AI Liability Insurance Has Arrived: What to Buy in 2026

Surya Koritala
23 Min Read

Standard CGL and E&O policies are quietly carving out AI harm. Here is the new affirmative market, who needs it, and how it ties to AB 316 and the EU PLD.

Why AI liability insurance suddenly became its own market

AI liability insurance became a standalone product category in 2026 because the standard policies most enterprises already own — commercial general liability (CGL), errors and omissions (E&O), and tech E&O — are being actively rewritten to exclude AI-caused harm. The coverage you assumed was implicit is being deleted at renewal, and a new set of specialist insurers has stepped in to sell it back to you explicitly.
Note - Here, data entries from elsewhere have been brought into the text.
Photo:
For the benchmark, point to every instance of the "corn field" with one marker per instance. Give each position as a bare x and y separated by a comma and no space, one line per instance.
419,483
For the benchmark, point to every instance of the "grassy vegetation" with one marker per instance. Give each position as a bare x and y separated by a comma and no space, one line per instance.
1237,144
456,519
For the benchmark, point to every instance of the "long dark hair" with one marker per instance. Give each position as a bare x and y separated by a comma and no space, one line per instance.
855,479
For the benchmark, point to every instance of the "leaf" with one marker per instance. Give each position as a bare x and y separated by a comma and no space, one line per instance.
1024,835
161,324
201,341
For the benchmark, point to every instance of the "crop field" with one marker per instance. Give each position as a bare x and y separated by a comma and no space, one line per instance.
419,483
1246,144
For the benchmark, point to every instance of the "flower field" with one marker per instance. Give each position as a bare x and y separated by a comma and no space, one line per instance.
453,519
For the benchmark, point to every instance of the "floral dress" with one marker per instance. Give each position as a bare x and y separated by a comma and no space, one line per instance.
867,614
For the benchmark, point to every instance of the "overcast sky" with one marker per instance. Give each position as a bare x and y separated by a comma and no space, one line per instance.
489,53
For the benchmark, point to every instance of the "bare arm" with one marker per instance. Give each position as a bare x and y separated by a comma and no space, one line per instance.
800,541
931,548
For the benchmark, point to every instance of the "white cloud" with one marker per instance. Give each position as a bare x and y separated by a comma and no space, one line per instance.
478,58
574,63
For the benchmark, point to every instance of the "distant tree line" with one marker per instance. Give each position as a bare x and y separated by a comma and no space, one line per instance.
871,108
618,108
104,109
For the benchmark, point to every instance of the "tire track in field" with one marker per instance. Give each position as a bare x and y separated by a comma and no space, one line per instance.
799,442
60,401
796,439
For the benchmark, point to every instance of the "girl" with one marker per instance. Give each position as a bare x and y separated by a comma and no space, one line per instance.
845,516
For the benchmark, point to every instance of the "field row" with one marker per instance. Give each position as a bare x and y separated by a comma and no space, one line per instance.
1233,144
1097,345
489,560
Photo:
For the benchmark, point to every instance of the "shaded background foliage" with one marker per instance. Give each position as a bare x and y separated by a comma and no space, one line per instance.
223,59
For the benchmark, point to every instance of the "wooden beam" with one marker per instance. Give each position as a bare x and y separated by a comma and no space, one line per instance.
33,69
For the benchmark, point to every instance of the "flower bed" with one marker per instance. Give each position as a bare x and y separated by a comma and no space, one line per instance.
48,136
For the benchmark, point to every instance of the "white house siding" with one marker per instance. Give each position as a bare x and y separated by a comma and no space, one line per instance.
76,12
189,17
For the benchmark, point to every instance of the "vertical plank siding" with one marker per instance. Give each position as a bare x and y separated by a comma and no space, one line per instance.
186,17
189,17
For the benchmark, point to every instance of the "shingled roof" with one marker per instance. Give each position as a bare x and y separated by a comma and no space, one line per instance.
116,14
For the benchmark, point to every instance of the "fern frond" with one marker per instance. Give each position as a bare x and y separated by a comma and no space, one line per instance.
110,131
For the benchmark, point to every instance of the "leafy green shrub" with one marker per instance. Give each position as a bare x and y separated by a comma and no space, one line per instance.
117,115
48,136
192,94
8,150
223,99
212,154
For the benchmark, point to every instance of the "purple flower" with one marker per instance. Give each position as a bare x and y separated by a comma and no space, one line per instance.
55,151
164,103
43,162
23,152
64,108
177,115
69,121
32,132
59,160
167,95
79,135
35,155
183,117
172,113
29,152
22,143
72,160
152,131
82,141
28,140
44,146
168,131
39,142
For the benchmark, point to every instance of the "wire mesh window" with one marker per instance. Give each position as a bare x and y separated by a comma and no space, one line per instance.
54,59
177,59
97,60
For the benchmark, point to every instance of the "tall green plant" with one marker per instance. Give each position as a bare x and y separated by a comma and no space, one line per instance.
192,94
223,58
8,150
The trigger was the death of what underwriters call “silent AI” — the gray zone where a general policy might or might not respond to an AI-driven loss. Through 2025 and into 2026, large carriers moved to remove that ambiguity in their own favor. According to reporting by CSO Online, Berkshire Hathaway, Chubb, and Travelers asked state regulators to exclude AI-related damages from general liability policies, and regulators approved more than 80% of those requests; AIG, W. R. Berkley, and Great American Insurance filed similar requests to constrain liability for claims arising from chatbots and other automated products.

At the same time, the industry‘s standards bodies handed carriers the language to do it cleanly. The result is a structural gap: the more an enterprise relies on AI, the less its legacy policies cover the exposure that matters most. That gap — and the regulatory pressure described later in this piece — is precisely what the new affirmative AI liability insurance products exist to fill.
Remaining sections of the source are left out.